Tenured faculty need your attention too-perhaps not in as concentrated a way as untenured faculty, but they will also benefit from encouragement, support, and attentive listening. There is still the review for promotion to tenure, or the post-promotion review, but even with these, there is a large shift in one's relationship to a faculty person after tenure because the role of evaluation is so diminished, given the job security of tenure.

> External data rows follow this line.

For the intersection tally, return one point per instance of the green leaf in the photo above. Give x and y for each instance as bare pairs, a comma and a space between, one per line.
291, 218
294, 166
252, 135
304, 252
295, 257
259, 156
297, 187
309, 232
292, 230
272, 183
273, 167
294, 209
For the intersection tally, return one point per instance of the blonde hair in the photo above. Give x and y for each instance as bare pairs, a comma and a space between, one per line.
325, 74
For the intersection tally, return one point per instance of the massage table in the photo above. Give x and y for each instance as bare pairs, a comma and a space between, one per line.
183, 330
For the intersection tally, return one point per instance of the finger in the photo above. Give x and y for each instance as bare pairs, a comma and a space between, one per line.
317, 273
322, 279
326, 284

The vitality of a department depends on the continued energy, productivity, and intellectual edge of all faculty. Make an effort to stay interested in the teaching and research/creative work of tenured faculty. Offer to look at work in progress. If the department has a colloquium, encourage them to participate. Encourage them to apply for grants and to continue to attend conferences. If you see that there may be an issue with their keeping up in the field and/or with technological developments related to the field or to teaching, give encouragement; you might even offer to engage together in some aspect of new developments. Talk with them about their agenda for the future, and do all that you can to facilitate it. Be aware that the life-course continues to have its ups and downs, even after tenure. Midlife crises or significant transitions are normal. Just when one thinks everything is settled, the ground can shift, whether in one's personal life or in professional interests. Be as supportive as you can during these changes. You can also consult with the Dean about any concerns you have; he or she can play an important supporting role-to you, to the faculty member, or to both.
In whatever stage they are, tenured colleagues are a great resource. They might have been chair before you-ask for their counsel and help. They may be the chair after you-involve them in decisions and tasks so that they not only are helping you but are learning valuable information and skills for the future.